Recent wetenschappelijk onderzoek ontzenuwt de slogans ten gunste van een opvoeding door homoseksuele ouders. Twee recent gepubliceerde studies tonen aan dat, in tegenstelling tot wat men gedurende jaren verzekerde, er wel degelijk verschillen zijn tussen de resultaten van een opvoeding in een context van homoseksuele ouders of die van een opvoeding in een traditionele familie.

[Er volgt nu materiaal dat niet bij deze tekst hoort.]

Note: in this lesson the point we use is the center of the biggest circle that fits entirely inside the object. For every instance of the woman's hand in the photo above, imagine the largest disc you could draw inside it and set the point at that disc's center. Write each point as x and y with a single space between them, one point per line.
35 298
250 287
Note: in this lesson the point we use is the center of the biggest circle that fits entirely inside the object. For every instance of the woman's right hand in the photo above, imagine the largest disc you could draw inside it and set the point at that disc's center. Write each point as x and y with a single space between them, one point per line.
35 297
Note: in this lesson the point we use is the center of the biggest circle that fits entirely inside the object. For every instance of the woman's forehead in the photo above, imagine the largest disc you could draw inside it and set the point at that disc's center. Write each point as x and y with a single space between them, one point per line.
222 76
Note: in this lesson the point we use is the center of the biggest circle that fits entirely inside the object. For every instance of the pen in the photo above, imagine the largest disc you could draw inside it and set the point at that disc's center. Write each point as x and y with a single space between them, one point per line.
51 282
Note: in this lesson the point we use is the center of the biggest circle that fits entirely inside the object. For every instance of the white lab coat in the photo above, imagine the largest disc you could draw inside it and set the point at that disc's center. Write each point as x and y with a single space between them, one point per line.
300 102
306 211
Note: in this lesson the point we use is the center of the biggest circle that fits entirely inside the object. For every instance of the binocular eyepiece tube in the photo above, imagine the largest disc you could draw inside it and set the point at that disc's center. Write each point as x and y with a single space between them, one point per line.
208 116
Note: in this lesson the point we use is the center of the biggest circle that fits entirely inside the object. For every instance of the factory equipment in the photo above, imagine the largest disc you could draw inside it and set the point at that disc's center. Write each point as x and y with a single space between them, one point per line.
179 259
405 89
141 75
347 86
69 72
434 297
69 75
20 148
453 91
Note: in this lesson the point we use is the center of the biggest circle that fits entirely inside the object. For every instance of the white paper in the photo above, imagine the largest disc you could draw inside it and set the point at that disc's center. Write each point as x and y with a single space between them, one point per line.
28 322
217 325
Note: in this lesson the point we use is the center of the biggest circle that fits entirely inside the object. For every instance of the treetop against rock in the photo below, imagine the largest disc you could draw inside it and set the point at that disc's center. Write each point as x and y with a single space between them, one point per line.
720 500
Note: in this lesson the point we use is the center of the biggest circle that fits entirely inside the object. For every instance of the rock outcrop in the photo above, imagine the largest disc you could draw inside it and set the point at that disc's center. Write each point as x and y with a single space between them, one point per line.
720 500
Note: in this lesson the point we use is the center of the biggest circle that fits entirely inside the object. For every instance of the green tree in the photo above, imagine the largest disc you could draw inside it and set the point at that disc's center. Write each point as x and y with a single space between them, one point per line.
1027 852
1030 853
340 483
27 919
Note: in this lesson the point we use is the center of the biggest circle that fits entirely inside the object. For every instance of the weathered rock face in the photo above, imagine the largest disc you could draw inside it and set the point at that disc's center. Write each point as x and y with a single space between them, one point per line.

Het artikel van professor Loren Marks
Dit artikel werd in juli 2012 gepubliceerd in Social Science Research onder de titel “Same-Sex Parenting and Children’s Outcomes: A Closer Examination of the American Psychological Association’s brief on Lesbian and Gay Parenting” (Homoseksuele ouders als opvoeders en gevolgen voor de kinderen: een nader onderzoek van het dossier van de Amerikaanse Psychologische Vereniging over de opvoeding door homoseksuelen). In dit artikel bekijkt professor Marks van de School voor Menselijke Ecologie van de Louisiana State University opnieuw de 59 studies hernomen in een dossier van de American Psychological Association (APA) dat gepubliceerd werd in 2005. En hij besluit dat “geen enkele van de 59 studies waarnaar in het dossier van 2005 van de APA verwezen wordt een betekenisvol en van het toeval afhangend staal, dat representatief is voor de ouders — gay of lesbisch — en hun kinderen vergeleken wordt met een betekenisvol en van het toeval afhangend staal, dat representatief is voor de gehuwde man-vrouw ouders en hun kinderen. De beschikbare gegevens die vooral bekomen werden uit kleine monsters, zijn onvoldoende betrouwbaar om een solide conclusie te ondersteunen, zij het in de ene of de andere zin.”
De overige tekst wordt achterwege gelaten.